OBJECTIVE: To determine if oral vitamin D supplementation in MS patients and healthy controls leads to a similar increase in serum 25-hydroxyvitamin D levels. BACKGROUND: Vitamin D insufficiency, a risk factor for multiple sclerosis (MS), is also associated with increased inflammatory activity in established MS. Since vitamin D insufficiency is common in the general population and genes associated with vitamin D metabolism have been linked to MS susceptibility, we hypothesized that vitamin D metabolism may differ in patients with MS compared to healthy individuals. DESIGN/METHODS: Participants in this open-label pilot study were female, white, aged 18-60 years, had 25-hydroxyvitamin D levels ≤ 30 ng/mL at screening, and had relapsing-remitting MS or were healthy controls. Subjects received 5,000 IU (125 µg)/day of oral cholecalciferol (vitamin D3) supplementation for 90 days. The primary outcome variable was the change in mean serum level of 25-hydroxyvitamin D level. The primary predictor was disease status (MS versus control). A sample size of 24 in each group was calculated to detect a 10% difference in change in vitamin D levels between the two groups, with a two-sided alpha of 0.05 and a power of 90%. RESULTS: 22 subjects with relapsing-remitting MS seen at the UCSF or Johns Hopkins MS Center and 30 healthy controls have been enrolled to date.

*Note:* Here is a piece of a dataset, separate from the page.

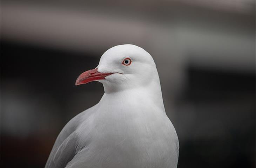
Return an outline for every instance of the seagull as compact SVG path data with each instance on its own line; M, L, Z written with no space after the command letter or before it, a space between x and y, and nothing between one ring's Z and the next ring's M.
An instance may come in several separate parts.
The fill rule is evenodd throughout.
M179 142L152 57L137 46L109 49L75 85L102 83L99 103L63 128L45 168L175 168Z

The study will be completed by March, 2014. The mean age of subjects was 41.4 ± 11.1 years, and the mean screening 25-hydroxyvitamin D level was 23 ± 5.92 ng/mL in MS patients and 22.5 ± 5.88 ng/mL in controls. There were no significant group differences in baseline demographic characteristics. There have been no significant adverse events to date. CONCLUSIONS: High-dose vitamin D3 supplementation appears to be safe and well-tolerated. The results for the primary endpoint (change in 25-hydroxyvitamin D level) will be presented. Study Supported by: NIH NINDS K23 067055 to EMM. Disclosure: Dr. Steele has nothing to disclose. Dr. Bhargava has nothing to disclose. Dr. Marcus has received personal compensation for activities with Biogen Idec. Dr. Marcus has received research support from Biogen Idec. Dr. Revirajan has nothing to disclose. Dr. Waubant has received personal compensation for activities with Roche Diagnostics Corporation, Biogen Idec, Sanofi-Aventis Pharmaceuticals Inc., Genzyme Corporation, and Novartis. Dr. Mowry has received research support from Teva Neuroscience.